Los ángeles mudan la pluma

La compañía vasca Kulunka habla en ‘Quitamiedos’ de la muerte y del más allá con un sentido del humor ácido pero tierno

Escena de 'Quitamiedos', de la compañía Kulunka Teatro. En vídeo, tráiler de la obra.Aitor Matauco

El número de ángeles es finito, como el de bitcoins, pues al contrario que los hombres y el dinero fiduciario, los mensajeros de Dios no nacen, ni se reproducen ni mueren. En Quitamiedos, comedia de Kulunka Teatro que se representa en La Abadía, Iñaki Rikarte, su autor y director, especula sobre la relación entre un hombre mortalmente accidentado y su ángel custodio. Esta incursión primera en el teatro de texto de la probablemente más cosmopolita de las compañías vascas tantea temas como la muerte y la creencia en el más allá combinando el suspense con un sentido del humor ácido pero tierno.

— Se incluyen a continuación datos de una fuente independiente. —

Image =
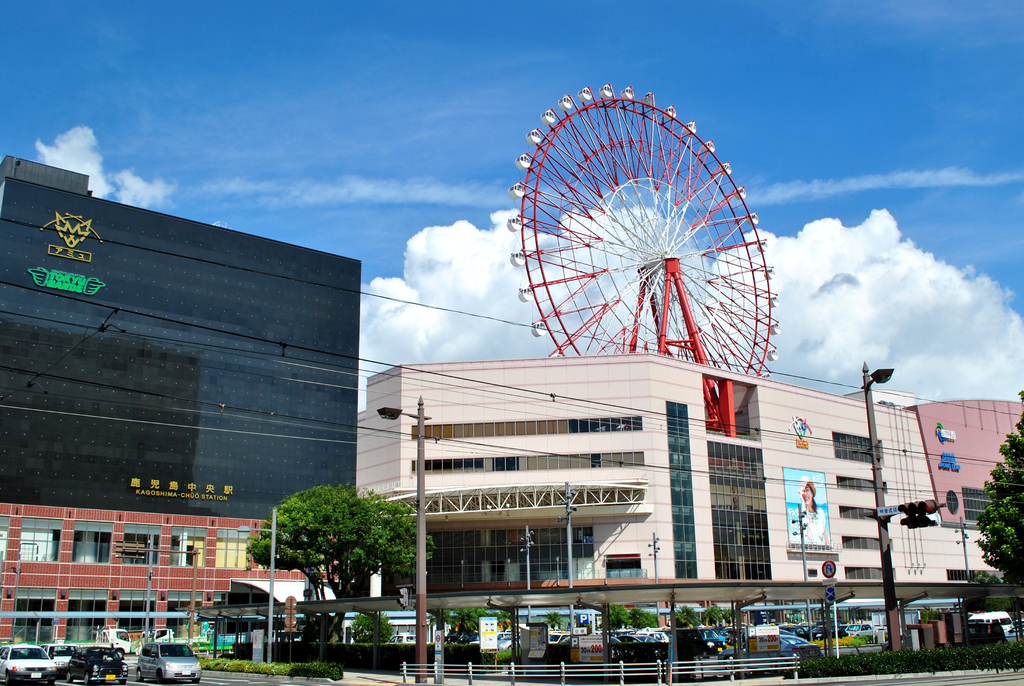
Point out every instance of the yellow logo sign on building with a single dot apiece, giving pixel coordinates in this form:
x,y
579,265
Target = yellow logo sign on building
x,y
73,229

El montaje arranca in media res, en un punto negro donde se ha producido un terrible accidente de carretera. Allí coinciden el conductor, que ha remontado el precipicio por donde se despeñó agarrándose a las peñas con uñas y dientes, y alguien, muy parecido a él físicamente, que le trae un ramo de flores. Rikarte confecciona una hipótesis sugerente sobre lo que aguarda a los recién fallecidos, a la que damos crédito en el terreno de la ficción gracias a que Luis Moreno y Jesús Barranco se sumergen en los personajes que interpretan a pulmón, como pescadores de coral. El desconcierto del hombre accidentado, su fragilidad adolescente, su apego a las cosas materiales, aun cuando ya de nada le son útiles, prenden bien en la mecha de Moreno, que lleva a su personaje orgánicamente desde el aturdimiento a la toma de conciencia y la aceptación de lo sucedido, pasando por la negación y la ira. Barranco labra el carácter y la figura del ángel custodio con la pericia minuciosa de quien talla una catedral en una cabeza de alfiler. Por perfil y complexión, la presencia de este actor evoca la de un joven John Gielgud. No tienen desperdicio su construcción del personaje ni sus cambios de registro.

He visto la función en dos ocasiones, con 14 meses de distancia: en una, los intérpretes volaron como las manos de Valentina Lisitsa sobre el teclado. Ikerne Giménez ha creado un espacio escénico donde lo real y lo poético se entrecruzan, como en el texto. Las ilustraciones sonoras de Luis Miguel Cobo acentúan la extrañeza del relato. El giro final, melodramático, no es coherente con alguna de las cosas que el ángel ha ido haciendo con anterioridad, pero no agria el sabor excelente que el espectáculo deja.

Quitamiedos. Texto y dirección: Iñaki Rikarte. Teatro de La Abadía. Madrid. Hasta el 14 de marzo.